How to reduce risks in Forex trading?

      Forex trading involves a certain degree of risk. Only by consciously managing your capital you can save money from loss, reduce risk and make a profit. Financial consultants recommend basic ways of reducing risks in trading:
      - Investments should not exceed half of the capital. Traders are advised to keep some capital in reserve to be able to use it in unusual situations and for further efficient use.
      - Invest no more than 15% of total capital in any one position. This approach allows you to protect yourself from big losses on one deals at the expense of profits on other ones.
      - Open new positions only if the market situation is predictable. Trade in the direction of the trend, the opposite direction is risky.
      - It is advisable to risk less than 5% of the investment amount. This principle allows you to protect yourself from huge losses.

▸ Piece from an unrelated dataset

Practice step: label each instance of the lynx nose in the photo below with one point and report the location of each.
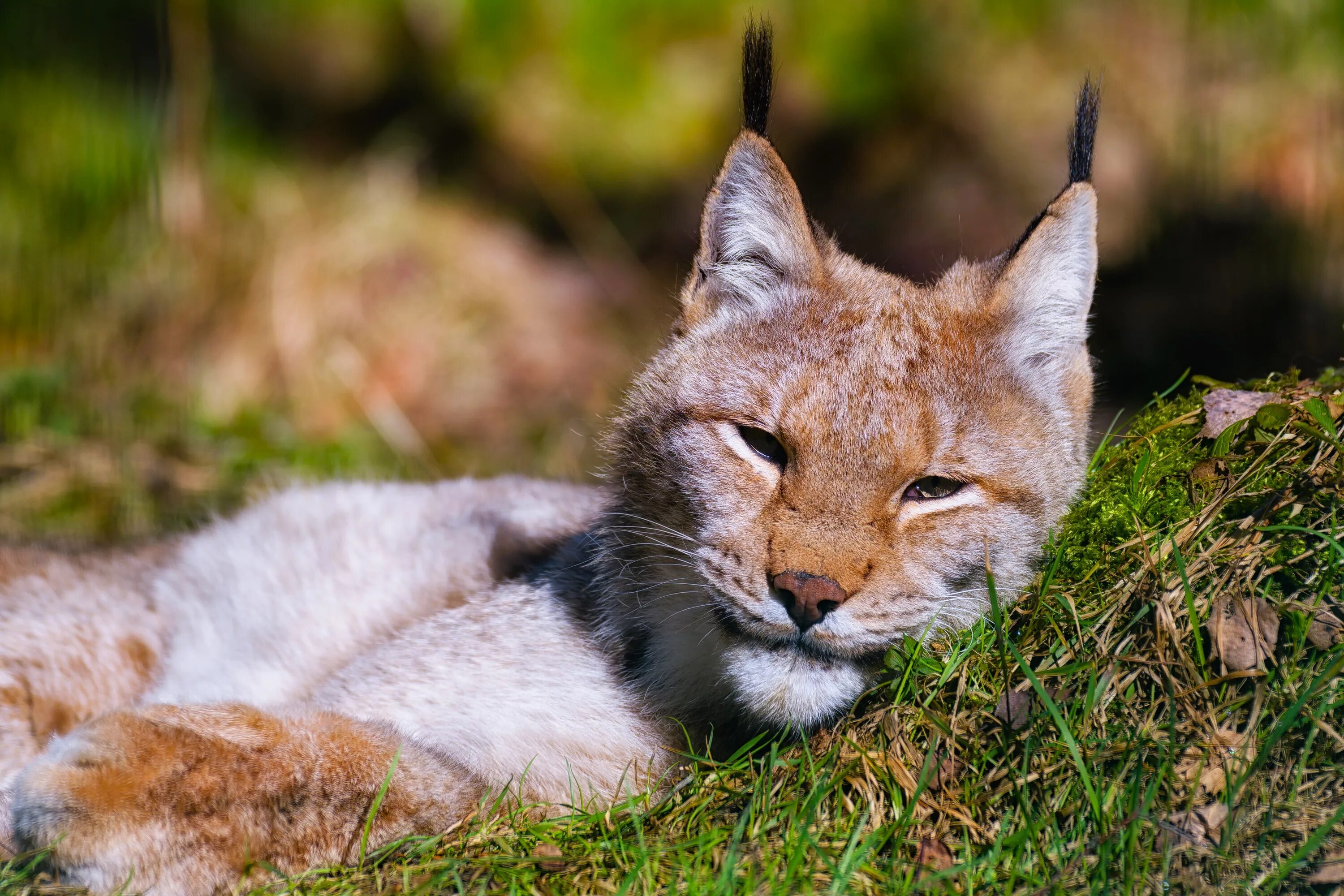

      - Diversify your investment portfolio. Be reasonable and prudent in doing so, keeping a balance and not spreading funds out in multiple directions.
      - Use a Stop Loss. These orders allow you to fix losses and protect yourself from losses due to adverse price movements. In this case the technical means come to the rescue, which simply close the position at the moment "X" if "the market went the wrong way". Traders, especially beginners, often feel sorry for closing a losing trade. They take more and more losses, depriving themselves of maneuvering power, and more often than not, they lose their account completely. It is advisable to place orders right after the price, moving them gradually to the breakeven zone.
      - Determine a profit/loss ratio in advance. They need to be balanced out in order to reduce your losses during an unfavorable market development. If you cannot achieve a favorable ratio, you should not open a trade.
      - Work on several trading assets at the same time. Some open short-term and limit themselves to stop orders executed when a specified level is reached. Stop orders for trend positions are placed for a longer period. The position is maintained if price movements are insignificant.
      If the trade develops negatively, the trader can fall into the "credit pit". Most often it is caused by high leverage provided by the broker. This option is very risky and rejecting it is one of the first ways of avoiding huge losses. Increasing leverage increases the risk of large losses, even if the trend change is minor.